Deutschland steht kurz vor einer wirtschaftlichen Rezession, doch der Arbeitsmarkt zeigt sich davon bislang ziemlich unbeeindruckt. Nach wie vor gibt es viele offene Stellen. Und statt auf Entlassungen zu setzen, stellt die Mehrheit der Unternehmen weiter neue Mitarbeiter ein, zeigt das Beschäftigungsbarometer des Münchner ifo-Instituts für August.
Arbeitskräfte bleiben dementsprechend gefragt und können selbstbewusst auftreten, wie eine aktuelle Bewerberstudie der Recruitingsoftwarefirma Softgarden zeigt. Demnach sind es eher die Arbeitgeber, die eine Kündigung ihrer Mitarbeiter befürchten müssen als umgekehrt.
Die HR-Spezialisten haben rund 2200 Menschen befragt, die sich im Mai und Juni bei einem neuen Arbeitgeber beworben haben. Nur sieben Prozent davon taten dies, weil ihnen gekündigt wurde. Die überwiegende Mehrzahl bewarb sich hingegen aus einem bestehenden Arbeitsverhältnis heraus. Und zwölf Prozent waren sogar so mutig, dass sie von sich aus gekündigt hatten, ohne schon einen neuen Job zu haben. Fazit der Auswertung: Die meisten Bewerber suchten nicht aus der puren Not heraus nach einem neuen Job, sondern weil sie das Gefühl hätten, sich verbessern zu können.
Mehr für sich rausholen
Das zeigt sich auch in der Frage nach den genauen Gründen für Kündigung oder Wechselwunsch. Bei denjenigen, die sich aus einem bestehenden Arbeitsverhältnis heraus bewarben, waren Geld und Karriereaufstieg die wichtigsten Argumente. 63 Prozent gaben an, wechseln zu wollen, um mehr zu verdienen. 53 Prozent wollten ihrer stockenden Karriere neuen Schwung verleihen. Der dritthäufigste Grund war Unzufriedenheit mit der Führungskraft (38 Prozent).

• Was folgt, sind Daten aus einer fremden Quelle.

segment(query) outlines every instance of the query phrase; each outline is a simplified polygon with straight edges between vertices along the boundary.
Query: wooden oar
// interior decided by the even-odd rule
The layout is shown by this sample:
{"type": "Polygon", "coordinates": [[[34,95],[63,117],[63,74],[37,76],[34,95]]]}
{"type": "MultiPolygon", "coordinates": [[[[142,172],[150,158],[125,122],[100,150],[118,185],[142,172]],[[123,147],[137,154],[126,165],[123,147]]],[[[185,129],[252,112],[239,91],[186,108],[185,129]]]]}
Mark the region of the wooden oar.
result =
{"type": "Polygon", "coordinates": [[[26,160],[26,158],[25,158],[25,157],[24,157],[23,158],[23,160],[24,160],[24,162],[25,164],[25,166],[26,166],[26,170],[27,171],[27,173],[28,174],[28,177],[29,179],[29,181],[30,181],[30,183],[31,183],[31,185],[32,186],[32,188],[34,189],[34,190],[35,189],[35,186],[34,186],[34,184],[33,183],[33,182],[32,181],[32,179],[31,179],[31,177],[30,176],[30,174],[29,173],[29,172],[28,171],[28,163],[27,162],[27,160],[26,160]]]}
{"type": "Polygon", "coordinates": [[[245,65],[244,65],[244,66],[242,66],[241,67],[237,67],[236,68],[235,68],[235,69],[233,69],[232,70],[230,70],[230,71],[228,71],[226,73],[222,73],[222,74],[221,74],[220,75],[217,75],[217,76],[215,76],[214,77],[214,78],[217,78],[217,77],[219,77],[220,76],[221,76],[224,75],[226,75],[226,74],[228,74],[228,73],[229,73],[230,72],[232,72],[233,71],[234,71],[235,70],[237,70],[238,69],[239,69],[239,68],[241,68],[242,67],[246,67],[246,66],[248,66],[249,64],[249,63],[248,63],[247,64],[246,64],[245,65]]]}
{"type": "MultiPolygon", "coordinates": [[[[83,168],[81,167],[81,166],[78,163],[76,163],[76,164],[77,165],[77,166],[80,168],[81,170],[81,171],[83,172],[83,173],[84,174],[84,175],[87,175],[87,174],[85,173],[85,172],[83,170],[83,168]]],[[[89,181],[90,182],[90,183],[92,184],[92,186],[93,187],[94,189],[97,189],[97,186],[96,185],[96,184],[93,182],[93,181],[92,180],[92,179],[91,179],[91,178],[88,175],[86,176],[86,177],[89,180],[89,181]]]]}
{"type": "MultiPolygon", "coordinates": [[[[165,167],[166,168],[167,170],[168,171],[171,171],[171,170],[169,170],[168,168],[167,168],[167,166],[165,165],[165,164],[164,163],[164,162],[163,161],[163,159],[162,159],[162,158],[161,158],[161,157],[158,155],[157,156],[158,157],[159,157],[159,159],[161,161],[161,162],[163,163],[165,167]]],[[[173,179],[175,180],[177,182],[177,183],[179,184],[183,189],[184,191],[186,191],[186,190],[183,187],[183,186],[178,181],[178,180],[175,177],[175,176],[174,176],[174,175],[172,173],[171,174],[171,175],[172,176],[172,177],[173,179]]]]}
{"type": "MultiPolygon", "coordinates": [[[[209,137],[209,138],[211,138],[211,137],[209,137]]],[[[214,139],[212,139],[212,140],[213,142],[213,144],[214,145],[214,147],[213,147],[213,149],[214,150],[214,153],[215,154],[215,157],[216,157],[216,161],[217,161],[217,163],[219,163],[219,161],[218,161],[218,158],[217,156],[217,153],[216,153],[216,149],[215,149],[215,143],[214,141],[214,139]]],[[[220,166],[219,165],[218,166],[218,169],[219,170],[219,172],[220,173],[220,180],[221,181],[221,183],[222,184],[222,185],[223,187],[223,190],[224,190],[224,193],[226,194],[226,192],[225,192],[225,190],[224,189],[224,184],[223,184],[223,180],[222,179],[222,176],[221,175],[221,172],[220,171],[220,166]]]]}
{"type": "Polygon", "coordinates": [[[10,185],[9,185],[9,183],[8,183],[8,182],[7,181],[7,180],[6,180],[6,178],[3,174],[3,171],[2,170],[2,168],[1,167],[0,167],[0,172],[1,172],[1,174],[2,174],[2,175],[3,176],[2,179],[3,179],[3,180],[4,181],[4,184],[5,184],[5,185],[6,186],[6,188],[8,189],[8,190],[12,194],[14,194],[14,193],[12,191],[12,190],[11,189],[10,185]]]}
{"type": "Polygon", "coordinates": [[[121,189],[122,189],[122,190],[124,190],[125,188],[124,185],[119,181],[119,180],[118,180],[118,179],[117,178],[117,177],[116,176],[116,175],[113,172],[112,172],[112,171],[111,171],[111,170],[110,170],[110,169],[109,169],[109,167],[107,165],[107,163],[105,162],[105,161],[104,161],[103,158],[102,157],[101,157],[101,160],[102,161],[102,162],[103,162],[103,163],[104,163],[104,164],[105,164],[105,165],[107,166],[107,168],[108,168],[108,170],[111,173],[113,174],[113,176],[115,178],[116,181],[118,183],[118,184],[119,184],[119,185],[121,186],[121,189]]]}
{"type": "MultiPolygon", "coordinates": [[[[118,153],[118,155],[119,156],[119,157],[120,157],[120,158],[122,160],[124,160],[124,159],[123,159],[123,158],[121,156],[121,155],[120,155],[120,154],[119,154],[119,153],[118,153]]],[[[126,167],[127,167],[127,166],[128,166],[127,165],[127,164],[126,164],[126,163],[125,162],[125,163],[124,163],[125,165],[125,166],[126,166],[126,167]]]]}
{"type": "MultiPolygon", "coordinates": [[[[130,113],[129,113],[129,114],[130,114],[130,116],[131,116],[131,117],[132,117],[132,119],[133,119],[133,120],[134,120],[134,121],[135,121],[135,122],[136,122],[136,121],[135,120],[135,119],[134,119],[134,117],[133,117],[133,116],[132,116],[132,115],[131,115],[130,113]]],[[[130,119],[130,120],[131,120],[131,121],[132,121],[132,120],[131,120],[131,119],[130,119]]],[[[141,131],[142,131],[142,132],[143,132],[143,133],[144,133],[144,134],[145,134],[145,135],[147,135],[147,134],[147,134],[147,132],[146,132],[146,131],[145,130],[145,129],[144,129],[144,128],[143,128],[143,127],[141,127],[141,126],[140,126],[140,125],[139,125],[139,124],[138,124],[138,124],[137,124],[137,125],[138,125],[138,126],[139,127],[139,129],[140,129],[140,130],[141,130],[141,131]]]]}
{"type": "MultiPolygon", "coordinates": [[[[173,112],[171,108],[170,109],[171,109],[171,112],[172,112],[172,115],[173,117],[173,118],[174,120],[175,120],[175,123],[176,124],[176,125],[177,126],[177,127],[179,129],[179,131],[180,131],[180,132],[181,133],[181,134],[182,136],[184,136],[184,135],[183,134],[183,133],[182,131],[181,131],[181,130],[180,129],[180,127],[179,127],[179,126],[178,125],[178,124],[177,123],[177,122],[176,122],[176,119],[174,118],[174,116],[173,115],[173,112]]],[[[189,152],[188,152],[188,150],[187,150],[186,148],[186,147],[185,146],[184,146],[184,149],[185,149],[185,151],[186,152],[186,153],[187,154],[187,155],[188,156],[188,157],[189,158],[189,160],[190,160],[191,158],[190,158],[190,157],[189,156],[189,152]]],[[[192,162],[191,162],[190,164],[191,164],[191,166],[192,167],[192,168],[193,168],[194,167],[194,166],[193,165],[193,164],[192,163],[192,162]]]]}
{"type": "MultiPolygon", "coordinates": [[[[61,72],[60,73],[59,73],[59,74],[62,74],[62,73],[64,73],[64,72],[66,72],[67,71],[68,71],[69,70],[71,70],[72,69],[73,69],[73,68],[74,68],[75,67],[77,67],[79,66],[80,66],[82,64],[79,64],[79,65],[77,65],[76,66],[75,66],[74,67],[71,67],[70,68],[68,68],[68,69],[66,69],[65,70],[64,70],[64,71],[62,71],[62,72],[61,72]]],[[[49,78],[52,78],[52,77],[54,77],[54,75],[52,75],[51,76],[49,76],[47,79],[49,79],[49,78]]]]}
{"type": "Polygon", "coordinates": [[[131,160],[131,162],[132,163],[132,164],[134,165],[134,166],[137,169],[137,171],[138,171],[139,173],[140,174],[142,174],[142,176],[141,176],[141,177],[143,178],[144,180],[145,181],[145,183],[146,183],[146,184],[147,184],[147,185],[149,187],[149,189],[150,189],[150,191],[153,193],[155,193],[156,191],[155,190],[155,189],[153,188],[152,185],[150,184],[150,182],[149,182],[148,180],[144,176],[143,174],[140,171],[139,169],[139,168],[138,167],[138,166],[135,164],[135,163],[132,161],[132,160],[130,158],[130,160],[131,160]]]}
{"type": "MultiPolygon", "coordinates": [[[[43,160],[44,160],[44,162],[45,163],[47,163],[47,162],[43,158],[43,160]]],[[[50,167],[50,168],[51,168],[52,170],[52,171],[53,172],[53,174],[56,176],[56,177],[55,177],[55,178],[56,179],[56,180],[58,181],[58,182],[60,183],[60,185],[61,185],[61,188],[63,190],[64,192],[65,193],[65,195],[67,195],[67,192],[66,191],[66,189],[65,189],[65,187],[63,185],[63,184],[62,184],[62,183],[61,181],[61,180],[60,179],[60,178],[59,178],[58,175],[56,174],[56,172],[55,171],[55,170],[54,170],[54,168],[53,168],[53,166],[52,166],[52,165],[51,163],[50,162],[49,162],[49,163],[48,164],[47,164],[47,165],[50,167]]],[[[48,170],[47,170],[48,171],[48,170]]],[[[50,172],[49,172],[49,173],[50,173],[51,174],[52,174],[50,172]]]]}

Aber auch vermeintlich weiche Faktoren wie Sinnhaftigkeit spielen eine Rolle: So erklärte mehr als jeder Dritte Wechselwillige, er könne sich nicht mehr mit dem Unternehmenszweck identifizieren und jeder Fünfte findet seine Arbeit gar sinnlos. Eine weiterer Aspekt ist das Thema Arbeitsbedingungen und Work-Life-Balance: Jeder Vierte begründete seine Wechselabsichten mit dem Wunsch nach mehr Urlaubstagen und jeder Fünfte zeigte sich unzufrieden mit der Home-Office-Regelung.

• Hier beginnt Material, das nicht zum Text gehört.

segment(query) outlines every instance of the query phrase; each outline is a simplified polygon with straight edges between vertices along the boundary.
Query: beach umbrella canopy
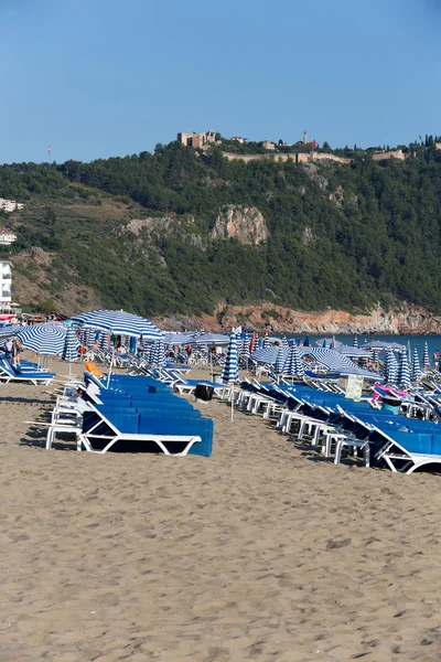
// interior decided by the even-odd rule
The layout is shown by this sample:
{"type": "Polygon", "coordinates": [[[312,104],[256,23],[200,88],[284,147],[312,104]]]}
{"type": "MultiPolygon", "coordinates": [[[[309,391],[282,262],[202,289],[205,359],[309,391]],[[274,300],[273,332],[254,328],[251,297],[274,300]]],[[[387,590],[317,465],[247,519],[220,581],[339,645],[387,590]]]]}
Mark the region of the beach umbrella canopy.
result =
{"type": "Polygon", "coordinates": [[[240,356],[244,356],[244,359],[246,359],[248,361],[249,359],[249,344],[250,344],[250,337],[248,335],[248,333],[244,334],[244,338],[241,339],[240,342],[240,356]]]}
{"type": "Polygon", "coordinates": [[[424,342],[424,351],[422,352],[422,365],[423,367],[430,367],[429,345],[427,341],[424,342]]]}
{"type": "Polygon", "coordinates": [[[98,335],[98,346],[106,352],[109,349],[109,334],[106,331],[100,331],[98,335]]]}
{"type": "Polygon", "coordinates": [[[392,350],[386,354],[385,361],[385,381],[387,384],[396,384],[398,378],[398,363],[392,350]]]}
{"type": "Polygon", "coordinates": [[[409,388],[410,384],[410,371],[409,363],[407,360],[407,351],[401,352],[398,364],[398,384],[405,388],[409,388]]]}
{"type": "Polygon", "coordinates": [[[74,322],[83,324],[86,329],[107,331],[114,335],[135,335],[150,340],[159,340],[162,331],[146,318],[125,312],[123,310],[94,310],[72,318],[74,322]]]}
{"type": "Polygon", "coordinates": [[[421,380],[421,367],[417,348],[413,350],[412,357],[412,380],[413,382],[419,382],[421,380]]]}
{"type": "Polygon", "coordinates": [[[153,343],[153,348],[150,354],[150,363],[151,365],[155,365],[157,367],[164,367],[166,363],[166,356],[164,341],[162,339],[157,340],[153,343]]]}
{"type": "Polygon", "coordinates": [[[79,340],[75,335],[75,331],[72,327],[66,329],[66,335],[64,338],[64,348],[62,359],[64,361],[76,361],[78,359],[79,340]]]}
{"type": "Polygon", "coordinates": [[[290,346],[287,360],[283,365],[283,374],[287,376],[303,375],[304,367],[300,357],[299,348],[293,344],[290,346]]]}
{"type": "Polygon", "coordinates": [[[379,354],[378,350],[370,350],[370,360],[373,363],[378,363],[379,354]]]}
{"type": "Polygon", "coordinates": [[[283,372],[283,366],[286,363],[287,350],[283,345],[280,345],[276,356],[275,372],[280,375],[283,372]]]}
{"type": "Polygon", "coordinates": [[[236,333],[229,337],[227,355],[225,356],[224,367],[222,369],[220,381],[224,384],[235,384],[239,378],[239,356],[237,353],[236,333]]]}
{"type": "Polygon", "coordinates": [[[67,329],[63,324],[33,324],[17,334],[23,348],[45,355],[63,354],[67,329]]]}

Gründe für Wechselwunsch (aus bestehendem Arbeitsverhältnis)*
Möchte mehr verdienen | 62,6 Prozent |
Karriere ist ins Stocken geraten | 52,7 Prozent |
Mit Führungskraft unzufrieden | 38,4 Prozent |
Kann mich mit Unternehmenszweck nicht mehr identifizieren | 35,8 Prozent |
Möchte mehr Urlaubstage | 26,3 Prozent |
Mit Home-Office-Regelung unzufrieden | 20,7 Prozent |
Finde meine Arbeit sinnlos | 20,4 Prozent |
War eigentlich zufrieden, aber habe besseres Angebot bekommen | 17,8 Prozent |
Mit dem Corona-Management unzufrieden | 15,4 Prozent |
* Summierte Antworten "trifft voll zu" und "trifft eher zu"; Quelle: Softgarden
Sprunghafte Arbeitnehmer
Bei den Befragten, die bereits gekündigt haben, ohne schon einen neuen Job sicher zu haben, sieht das Bild etwas anders aus. Der Hauptgrund für die Kündigung ist in dieser Gruppe Unzufriedenheit mit der Führungskraft – jeder Zweite kam mit dem Chef nicht klar. Erst dahinter folgt der Wunsch nach mehr Gehalt und einem Karrieresprung. Immerhin jeder Fünfte aus dieser Gruppe gibt zudem an, mit dem Corona-Management des Arbeitgebers unzufrieden gewesen zu sein.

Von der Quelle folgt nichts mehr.